Marguerite DONNADIEU naît à Gia Dinh, près de l’actuelle Saïgon, le 4 avril 1914.

Son père meurt en 1921 et sa mère Marie, enseignante, la fait voyager au gré de ses affectations à travers l’Asie : la Chine, l’Indochine, la Cochinchine, le Cambodge, dont les paysages plus ou moins fantasmés, liés à tout jamais à l’enfance, serviront de toile de fond aux œuvres littéraires, ainsi Sadec, par exemple, où la toute jeune héroïne de L’Amant (1984) rencontre « le chinois » ou la plantation maternelle de Prey Nop, toujours menacée par les moussons, dans Un barrage contre le Pacifique.

L’enfance et la famille : la mère dont la personnalité ambivalente est au centre de la « trilogie indochinoise » [Un barrage contre le Pacifique (1950), L’Amant (1984) et L’Amant de la Chine du nord (1991)], les frères : Paul fragile et aimé, Pierre, violent et détesté.

Marguerite arrive à Paris en 1933, elle y rencontre en 1937 le poète Robert Antelme qu’elle épouse en 1939.

Employée au Ministère des Colonies puis au « Comité d’Organisation des Industries, Arts et commerce du livre » (chargé d’attribuer le papier aux différents éditeurs sous le gouvernement de Vichy), elle finit par s’engager dans la résistance en 1943.

Robert Antelme est arrêté et déporté à Dachau en 1944 pour onze mois de captivité [le journal tenu par Marguerite Duras durant sa captivité sera publié en 1985 sous le titre La Douleur].

A partir de 1942, Marguerite Duras entretient une relation amoureuse avec Dionys Mascolo ( dont elle a un fils : Jean), qui vit avec le couple à Saint Germain des Prés, au 5 rue Saint Benoit, formant avec les intellectuels qu’ils y reçoivent (Francis Ponge, Michel Leiris, Maurice Blanchot, Maurice Merleau-Ponty, Jorge Semprun, Edgar Morin etc.), le « Groupe de la rue Saint Benoit ».

Marguerite qui n’a pu garder le nom d’un père mort mais qui s’est donné le pseudonyme de DURAS en référence aux origines de ce père, a publié un premier roman en 1943 chez Plon : Les impudents. Elle est remarquée par Raymond Queneau et elle publie en 1950, chez Gallimard, Un barrage contre le Pacifique qui est sélectionné pour le Prix Goncourt et qui sera adapté au cinéma en 1957, par René Clément.

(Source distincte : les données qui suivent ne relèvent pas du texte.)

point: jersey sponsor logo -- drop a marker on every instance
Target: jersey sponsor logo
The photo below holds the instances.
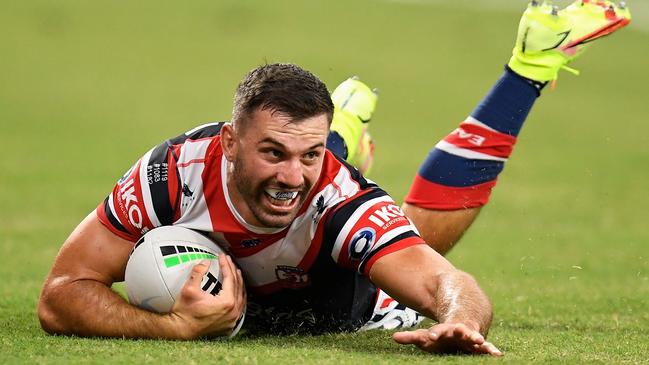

Suivront plusieurs succès de librairie, de théâtre (la pièce Des journées entières dans les arbres est montée en 1965, à l’Odéon par Jean-Louis Barrault, avec Madeleine Renaud) ou de cinéma (Hiroshima mon amour, scénario écrit pour Alain Resnais en 1959):

Moderato Cantabile (1958)

Le ravissement de Lol V. Stein (1964)

Le vice-consul (1966)

Le ravissement de Lol V. Stein ne laisse pas indifférent Jacques LACAN qui participe aux soirées organisées rue Saint Benoit.  Celui-ci écrit en 1965 un « Hommage fait à Marguerite Duras, du ravissement de Lol V. Stein« , paru dans les Cahiers Renault-Barrault, Paris Gallimard 1965 n°52, pp.7-15,  à lire sur :

http://www.litt-and-co.org/citations_SH/l-q_SH/lacan-duras.htm

[2 études de ce texte :

– Esther Tellermann http://www.freud-lacan.com/articles/article.php?url_article=etellermann140102

– Daniela Veres http://theses.univ-lyon2.fr/documents/getpart.php?id=lyon2.2008.veres_d&part=156613 ]

A ce moment de sa vie, Marguerite Duras traverse une crise profonde, face aux limites de son écriture, confrontée à ses excès d’alcool, au sortir d’une relation tumultueuse avec Gérard Jarlot et prise dans une jouissance destructrice de plus en plus croissante. Elle se retire alors dans la solitude de Trouville où elle vient d’acheter un appartement aux « Roches Noires », hôtel où Proust écrivit avant elle. Elle y trouve un style nouveau avec Le ravissement de Lol V. Stein qui, tout en la confrontant au vide, à la perte, marque un tournant dans sa production littéraire : « Se trouver dans un trou, au fond d’un trou, dans une solitude quasi-totale et découvrir que seule l’écriture vous sauvera ».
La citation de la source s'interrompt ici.